Some bankers claim penalties are over-hyped because customers overwhelmingly refinance with their existing bank instead of breaking the mortgage. That helps borrowers avoid a penalty altogether.
Some lenders, like Scotiabank, allow refinances and ports and increases before maturity with zero penalty whatsoever. The bank simply adds another portion to your existing mortgage for whatever amount of new money you qualify for.
Other lenders sneakily build the penalty into their new rate when borrowers want to add more money.
Aziz says, “Even if your current prepayment charge is waived for a refinance, if the client breaks their mortgage in the future by selling their property or refinancing/switching to another lender they still have the same disadvantageous prepayment charge structure. Waiving prepayment charges for refinancing with the current lender doesn’t eliminate the costs the client can experience down the road.”
That’s not to mention the fact that your existing bank likely won’t have the lowest rates and best terms. A penalty beyond three months’ interest could make it uneconomical to switch lenders and take advantage of lower costs elsewhere.
What Can You Do About It?
1) Avoid ugly penalties in the first place. Is it worth saving 10 basis points (0.10 percentage point) on your rate if you incur serious penalty risk?
Consider that 10 bps of rate savings is $1,175 interest savings on a $250,000 mortgage over five years. To see if the rate savings is worth it:
- Guesstimate the additional penalty you’ll incur at the cheaper lender (any mortgage advisor worth their salt can help with this)
- Estimate the probability of breaking your mortgage early (let’s call it 25%, for example)
- Multiply that probability by the additional penalty (0.25 x $8,000)
- Compare that number ($2,000) to the interest savings ($1,175).
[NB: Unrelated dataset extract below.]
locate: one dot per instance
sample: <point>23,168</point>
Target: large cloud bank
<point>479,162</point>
2) If appropriate, choose variable rates and shorter fixed terms instead of fixed rates over three years. Massive IRD penalties generally aren’t a concern with those terms.
3) If you have to break a mortgage early, one option is to make a big prepayment first. That money can come from a line of credit, or even a cash advance from your credit card if the borrowing period is short enough. Just be sure to make that prepayment far enough ahead of when your lawyer or closing agent requests a discharge statement from the lender. Some lenders don’t count prepayments made within 30 days of discharge.
It’ll Get Worse
Here’s one thing we can count on. The closer interest rates get to zero, the more expensive mortgage penalties will get.
Why? Because zero (0%) is the lower bound for deposit rates. It’s highly unlikely banks will charge borrowers to park their money in bank accounts.
Therefore, as rates fall the spread between banks’ cost of funds and lending rates shrinks. So does their net interest income.
One way to recapture some of that lost profit is through mortgage penalties. As a bank, you do that by leaving your 5-year posted rates high as contract rates fall, widening the spread (IRD) between the two. That’s exactly what we’re seeing today.
Given the wide interest rate differentials we’re seeing, it’s possible that Canadians could bear record-high mortgage penalties in years to come. In turn, the number of irate, financially-harmed mortgage breakers may soar. Don’t be one of them.